A contemptuous narcissist, who believes that happiness,
comes to those who truly want it. –It’s in your hands.
You choose how you live this life and you only live it once.
You either make it or break it.
face IT. finally, the reality of it all hits me right smack in the face. all he had to do was face it with me, and he finally has. maybe i want to feel sorry, maybe i want to feel sad. maybe i will feel sorry and maybe i might feel sad. but it's just the pain of letting go. once i get past that awful phase i know ill be happy and finally home. its a matter of time and yes, as we all know it, time is a bitch. but when you think of it in the long run, pain transcends to something more profound. it'll just seem like you've been saved by the bell, after all. SIGHS. i am sitting here freezing my butt of in elfs room. Reckon a cold or fever coming on soon, hence the sudden shivers. =/ i got back from macau earlier and its freaking 15 degrees out there mann! and i couldn't handle it. was dying to get back to sunny singapore but by the time i did the sun had already set, and it was windyy..brrrrrrr! The weather and how i am feeling really coincide for sure. 'They' planned it. Thank god i am on OFF the next two days and back to work on sunday. 3 sectors again! this time its in the afternoon, so it ain't too bad.
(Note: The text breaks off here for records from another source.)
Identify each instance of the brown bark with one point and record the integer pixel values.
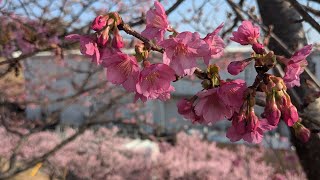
(283, 18)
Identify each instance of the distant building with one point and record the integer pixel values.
(164, 113)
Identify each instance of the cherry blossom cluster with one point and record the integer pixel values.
(220, 99)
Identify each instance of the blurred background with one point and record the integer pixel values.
(61, 119)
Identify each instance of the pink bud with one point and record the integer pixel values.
(290, 115)
(236, 67)
(252, 121)
(117, 41)
(103, 37)
(258, 48)
(98, 23)
(271, 111)
(301, 132)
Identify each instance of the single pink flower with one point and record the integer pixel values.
(88, 46)
(236, 67)
(246, 34)
(154, 81)
(216, 44)
(295, 66)
(121, 69)
(98, 23)
(258, 48)
(157, 23)
(182, 51)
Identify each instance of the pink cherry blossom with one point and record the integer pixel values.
(219, 103)
(271, 111)
(121, 69)
(88, 46)
(258, 48)
(295, 66)
(246, 34)
(290, 114)
(186, 109)
(98, 23)
(117, 41)
(236, 67)
(182, 51)
(157, 23)
(216, 44)
(154, 82)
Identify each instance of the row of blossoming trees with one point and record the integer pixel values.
(219, 99)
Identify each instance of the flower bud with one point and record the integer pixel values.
(103, 37)
(236, 67)
(98, 23)
(141, 52)
(301, 132)
(252, 121)
(289, 112)
(271, 111)
(117, 41)
(238, 121)
(258, 48)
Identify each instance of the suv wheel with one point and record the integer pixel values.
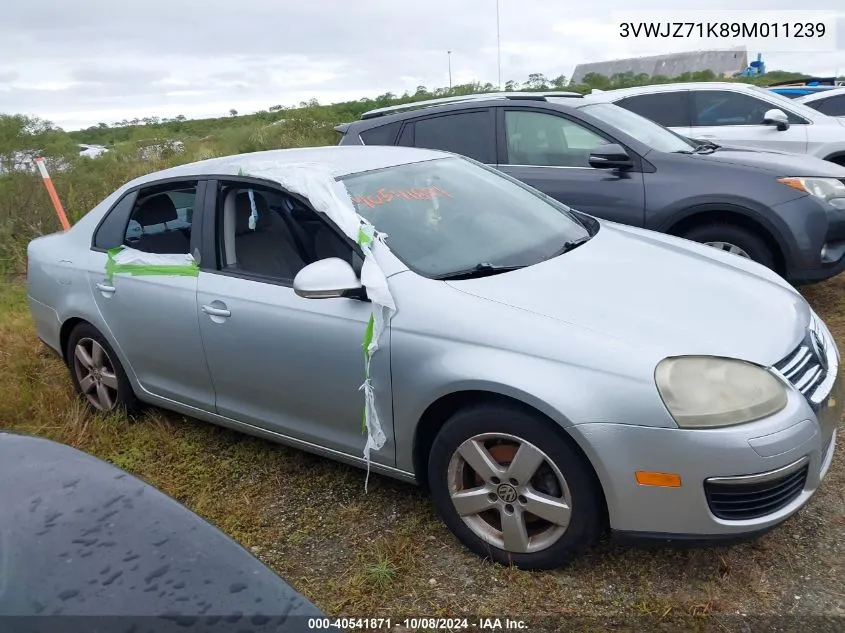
(733, 239)
(96, 372)
(513, 488)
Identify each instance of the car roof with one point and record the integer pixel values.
(341, 160)
(617, 93)
(412, 110)
(821, 94)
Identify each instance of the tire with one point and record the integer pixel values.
(106, 388)
(734, 236)
(563, 473)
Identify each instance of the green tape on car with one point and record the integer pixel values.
(148, 264)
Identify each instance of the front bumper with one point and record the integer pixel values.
(819, 233)
(767, 470)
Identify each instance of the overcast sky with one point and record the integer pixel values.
(79, 62)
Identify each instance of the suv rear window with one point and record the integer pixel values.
(471, 134)
(381, 135)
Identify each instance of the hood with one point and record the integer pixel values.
(778, 163)
(654, 291)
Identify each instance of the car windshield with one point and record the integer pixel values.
(644, 130)
(449, 215)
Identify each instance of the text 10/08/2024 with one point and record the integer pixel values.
(417, 624)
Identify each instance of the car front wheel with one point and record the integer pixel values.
(733, 239)
(96, 372)
(513, 488)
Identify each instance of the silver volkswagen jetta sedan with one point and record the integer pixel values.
(545, 374)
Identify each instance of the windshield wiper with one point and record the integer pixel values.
(482, 269)
(568, 246)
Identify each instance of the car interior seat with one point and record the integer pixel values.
(159, 209)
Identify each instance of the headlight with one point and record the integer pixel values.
(828, 189)
(707, 392)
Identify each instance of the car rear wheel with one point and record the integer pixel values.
(96, 372)
(513, 489)
(733, 239)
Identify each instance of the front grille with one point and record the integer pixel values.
(736, 501)
(812, 367)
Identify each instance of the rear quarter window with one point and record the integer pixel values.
(381, 135)
(833, 106)
(669, 109)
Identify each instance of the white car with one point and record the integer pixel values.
(829, 102)
(736, 114)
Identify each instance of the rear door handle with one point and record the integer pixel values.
(212, 311)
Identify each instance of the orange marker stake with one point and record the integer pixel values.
(51, 190)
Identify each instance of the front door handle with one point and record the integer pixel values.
(212, 311)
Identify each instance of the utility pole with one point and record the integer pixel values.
(498, 45)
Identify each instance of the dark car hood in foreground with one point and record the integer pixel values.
(661, 293)
(79, 537)
(779, 163)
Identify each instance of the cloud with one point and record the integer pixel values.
(81, 62)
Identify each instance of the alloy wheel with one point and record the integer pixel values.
(509, 493)
(729, 248)
(95, 373)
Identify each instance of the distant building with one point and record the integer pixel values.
(723, 63)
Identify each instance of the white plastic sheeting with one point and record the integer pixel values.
(133, 257)
(316, 182)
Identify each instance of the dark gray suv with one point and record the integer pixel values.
(782, 210)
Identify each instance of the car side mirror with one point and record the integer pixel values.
(776, 117)
(611, 156)
(328, 279)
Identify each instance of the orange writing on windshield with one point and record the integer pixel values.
(384, 196)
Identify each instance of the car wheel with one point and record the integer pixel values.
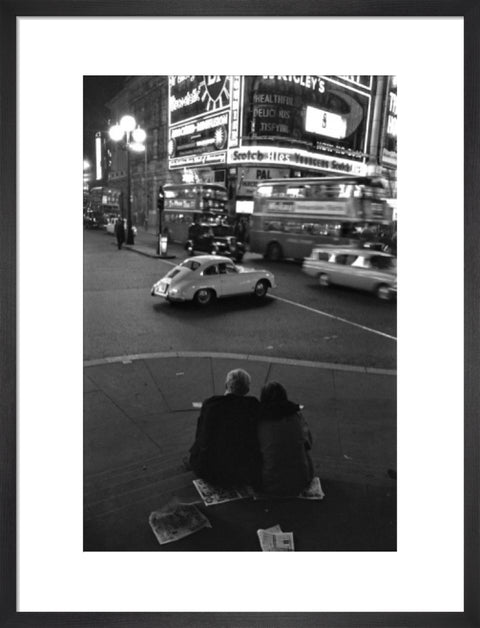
(323, 280)
(274, 252)
(384, 292)
(261, 289)
(204, 296)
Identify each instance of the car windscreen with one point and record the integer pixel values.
(222, 231)
(383, 263)
(190, 264)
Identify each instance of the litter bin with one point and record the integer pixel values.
(163, 245)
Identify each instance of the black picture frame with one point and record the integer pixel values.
(9, 11)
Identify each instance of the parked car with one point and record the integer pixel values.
(363, 269)
(216, 240)
(203, 278)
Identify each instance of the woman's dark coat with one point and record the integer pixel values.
(285, 441)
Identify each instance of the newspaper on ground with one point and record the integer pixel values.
(275, 540)
(212, 495)
(176, 520)
(314, 491)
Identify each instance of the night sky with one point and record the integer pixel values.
(97, 90)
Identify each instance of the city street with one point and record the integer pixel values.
(148, 365)
(299, 320)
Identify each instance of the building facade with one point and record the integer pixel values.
(237, 130)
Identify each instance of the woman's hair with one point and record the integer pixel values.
(238, 382)
(273, 392)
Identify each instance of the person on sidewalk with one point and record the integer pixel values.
(120, 233)
(285, 442)
(225, 451)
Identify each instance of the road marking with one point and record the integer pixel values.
(337, 318)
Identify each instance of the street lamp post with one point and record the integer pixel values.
(132, 138)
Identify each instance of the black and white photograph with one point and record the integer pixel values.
(239, 315)
(225, 352)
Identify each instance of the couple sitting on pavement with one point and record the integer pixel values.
(240, 441)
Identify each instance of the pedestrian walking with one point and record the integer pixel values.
(120, 232)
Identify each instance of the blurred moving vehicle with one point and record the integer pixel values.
(214, 239)
(203, 278)
(362, 269)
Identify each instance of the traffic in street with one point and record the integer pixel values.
(299, 319)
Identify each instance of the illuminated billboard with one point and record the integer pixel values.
(389, 150)
(198, 109)
(324, 114)
(317, 123)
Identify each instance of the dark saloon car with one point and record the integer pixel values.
(214, 240)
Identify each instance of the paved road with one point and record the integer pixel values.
(300, 321)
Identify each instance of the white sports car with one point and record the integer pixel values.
(205, 277)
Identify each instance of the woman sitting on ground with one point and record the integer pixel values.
(285, 441)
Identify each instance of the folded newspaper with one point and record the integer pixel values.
(176, 520)
(275, 540)
(212, 495)
(314, 491)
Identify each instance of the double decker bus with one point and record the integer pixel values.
(186, 203)
(291, 216)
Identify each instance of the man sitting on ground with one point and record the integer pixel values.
(225, 451)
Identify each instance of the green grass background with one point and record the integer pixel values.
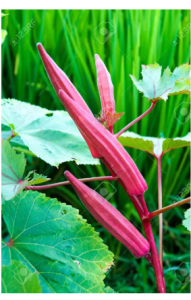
(135, 37)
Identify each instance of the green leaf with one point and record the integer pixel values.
(3, 35)
(36, 178)
(156, 87)
(53, 241)
(50, 135)
(154, 146)
(13, 167)
(187, 221)
(18, 278)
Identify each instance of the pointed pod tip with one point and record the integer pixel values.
(69, 176)
(96, 57)
(39, 46)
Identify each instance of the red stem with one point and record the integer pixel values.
(136, 120)
(160, 207)
(141, 207)
(49, 186)
(166, 208)
(154, 253)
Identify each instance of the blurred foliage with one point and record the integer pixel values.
(132, 38)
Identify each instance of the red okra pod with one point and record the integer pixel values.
(110, 218)
(108, 146)
(59, 81)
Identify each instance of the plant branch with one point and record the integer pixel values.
(154, 253)
(63, 183)
(11, 136)
(164, 209)
(136, 120)
(159, 174)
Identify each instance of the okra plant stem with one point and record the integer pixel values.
(141, 207)
(11, 136)
(164, 209)
(160, 207)
(49, 186)
(154, 253)
(136, 120)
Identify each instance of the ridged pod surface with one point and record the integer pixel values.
(108, 146)
(59, 81)
(110, 218)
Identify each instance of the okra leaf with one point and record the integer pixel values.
(156, 87)
(55, 244)
(187, 221)
(50, 135)
(154, 146)
(17, 278)
(36, 178)
(13, 167)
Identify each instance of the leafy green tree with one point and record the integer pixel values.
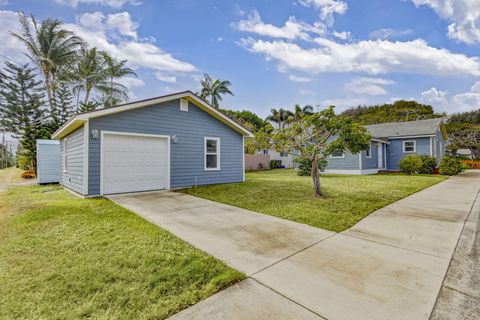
(62, 100)
(300, 112)
(50, 47)
(318, 135)
(281, 117)
(212, 91)
(92, 73)
(115, 69)
(245, 118)
(401, 110)
(22, 107)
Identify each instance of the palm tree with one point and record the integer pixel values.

Can't remember what flight i have on Monday but I'm pretty satisfied with this months roster other than the fact that my 5 day leave was NOT approved. pfffft! I'm gonna call the office up tmr. Otherwise those 5 days are burnt. Planning to apply for leave coming april. Going to PHUKET!! with the family. I neeed some fammily loving anyway, and what better place than phuket :) *beams* plus i need a break from my ohh so lame ass life. okk, i feel like getting under them sheets while i wait for elf to get home. toodles.